Topic on Talk:Wikimedia Security Team/Password strengthening 2019

Ah, apologies for the confusion. The requirements section does state for privileged accounts, "This is enforced the next time the user logs in"

I just made an edit that tries to make it a little more clear. Does that help?

Thanks, but no, that did not help. The problem is the bulleted text in the "Password requirements" section. That clearly states that a minimum length of 10 characters for the password of a privileged account will be enforced at next log in. The top 100,000 requirement is separate and there is no mention of when or whether it will be enforced. I would be happy to fix the wording, which you would obviously check, but I have no idea what the plan is.

The NIST guidelines (last updated in 2017) actually recommend 8 or more characters.

8 character Unicode passwords surely can not be broken within hours by any means available on Earth. Also, the attack scenario is not an offline attack, it is subject to rate limits unless someone steals the database.

You're making a classic mistake here. The 8 character password is weak is based on the assumption you can a do a Brute-force attack. In the case of the web service (like Wikipedia), that's not the case. You can't just try, try and try, mechanisms are in place to slow you down. Compare it with a pin code on an ATM card. Generally only 4 digits long, but generally secure enough because after three failed tries, the card stops working.
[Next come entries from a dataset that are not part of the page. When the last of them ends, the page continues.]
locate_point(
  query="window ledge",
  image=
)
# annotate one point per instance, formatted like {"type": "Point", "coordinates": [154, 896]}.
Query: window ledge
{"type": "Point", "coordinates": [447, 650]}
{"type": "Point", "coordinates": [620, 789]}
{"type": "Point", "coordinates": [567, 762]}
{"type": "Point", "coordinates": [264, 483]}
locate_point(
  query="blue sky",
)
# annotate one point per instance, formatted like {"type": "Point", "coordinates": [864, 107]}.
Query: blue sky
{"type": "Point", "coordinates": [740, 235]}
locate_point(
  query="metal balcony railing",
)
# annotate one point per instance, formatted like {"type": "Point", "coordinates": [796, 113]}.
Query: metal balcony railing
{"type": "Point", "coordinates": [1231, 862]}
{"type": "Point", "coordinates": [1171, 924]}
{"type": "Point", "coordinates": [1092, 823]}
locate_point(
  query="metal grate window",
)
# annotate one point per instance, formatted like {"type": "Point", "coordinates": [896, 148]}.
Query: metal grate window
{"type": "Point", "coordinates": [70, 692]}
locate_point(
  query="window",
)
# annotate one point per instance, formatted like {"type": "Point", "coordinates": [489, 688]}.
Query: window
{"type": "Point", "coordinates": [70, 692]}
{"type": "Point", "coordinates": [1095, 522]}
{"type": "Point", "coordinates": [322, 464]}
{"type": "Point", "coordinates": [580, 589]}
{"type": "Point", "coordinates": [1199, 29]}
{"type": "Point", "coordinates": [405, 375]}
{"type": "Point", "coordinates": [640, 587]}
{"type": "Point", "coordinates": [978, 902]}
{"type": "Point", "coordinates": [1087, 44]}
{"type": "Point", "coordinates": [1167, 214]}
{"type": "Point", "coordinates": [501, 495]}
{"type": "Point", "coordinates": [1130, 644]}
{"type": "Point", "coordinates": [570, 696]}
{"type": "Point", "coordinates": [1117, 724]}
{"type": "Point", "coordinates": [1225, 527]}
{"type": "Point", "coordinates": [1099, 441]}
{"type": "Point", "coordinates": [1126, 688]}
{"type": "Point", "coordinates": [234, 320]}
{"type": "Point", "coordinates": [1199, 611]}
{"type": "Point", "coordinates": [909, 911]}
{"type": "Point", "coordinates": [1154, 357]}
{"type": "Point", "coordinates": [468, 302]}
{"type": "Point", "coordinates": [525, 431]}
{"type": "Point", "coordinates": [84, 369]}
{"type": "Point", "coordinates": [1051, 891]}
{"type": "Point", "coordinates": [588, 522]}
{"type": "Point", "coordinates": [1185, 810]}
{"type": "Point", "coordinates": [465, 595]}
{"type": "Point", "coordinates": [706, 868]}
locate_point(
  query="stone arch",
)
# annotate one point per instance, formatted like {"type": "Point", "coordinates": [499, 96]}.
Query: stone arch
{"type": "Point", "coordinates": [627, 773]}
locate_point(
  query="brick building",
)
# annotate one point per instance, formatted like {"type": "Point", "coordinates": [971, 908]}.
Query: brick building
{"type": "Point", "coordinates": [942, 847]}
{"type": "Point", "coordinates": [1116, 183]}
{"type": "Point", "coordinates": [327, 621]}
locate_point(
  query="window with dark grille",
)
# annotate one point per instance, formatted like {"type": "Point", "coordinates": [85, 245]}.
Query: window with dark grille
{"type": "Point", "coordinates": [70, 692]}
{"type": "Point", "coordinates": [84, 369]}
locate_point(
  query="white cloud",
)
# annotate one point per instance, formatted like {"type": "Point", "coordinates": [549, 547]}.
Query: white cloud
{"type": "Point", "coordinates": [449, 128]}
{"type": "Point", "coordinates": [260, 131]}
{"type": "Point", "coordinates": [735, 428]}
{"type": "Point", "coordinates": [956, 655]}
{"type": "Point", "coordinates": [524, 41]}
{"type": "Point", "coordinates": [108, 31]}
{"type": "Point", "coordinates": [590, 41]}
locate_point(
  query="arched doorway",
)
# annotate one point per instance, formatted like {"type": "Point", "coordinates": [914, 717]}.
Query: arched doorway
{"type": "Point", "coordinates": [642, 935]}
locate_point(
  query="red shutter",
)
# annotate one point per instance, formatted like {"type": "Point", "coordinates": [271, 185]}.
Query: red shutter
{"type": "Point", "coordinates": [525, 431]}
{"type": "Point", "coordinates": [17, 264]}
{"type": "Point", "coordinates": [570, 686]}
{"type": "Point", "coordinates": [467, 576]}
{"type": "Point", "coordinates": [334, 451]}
FWIW even against bruteforcing by an attacker with access to the hash, 8 random characters are not really weak. If you use PBKDF2 with 10K+ rounds as per the NIST recommendation (Wikimedia uses 128K rounds), an attacker on a high-tier PC will be down to a few ten thousand tries per second (so about a month to bruteforce a single all-lowercase random 8 character password, about 100 years if it's mixed case + numbers).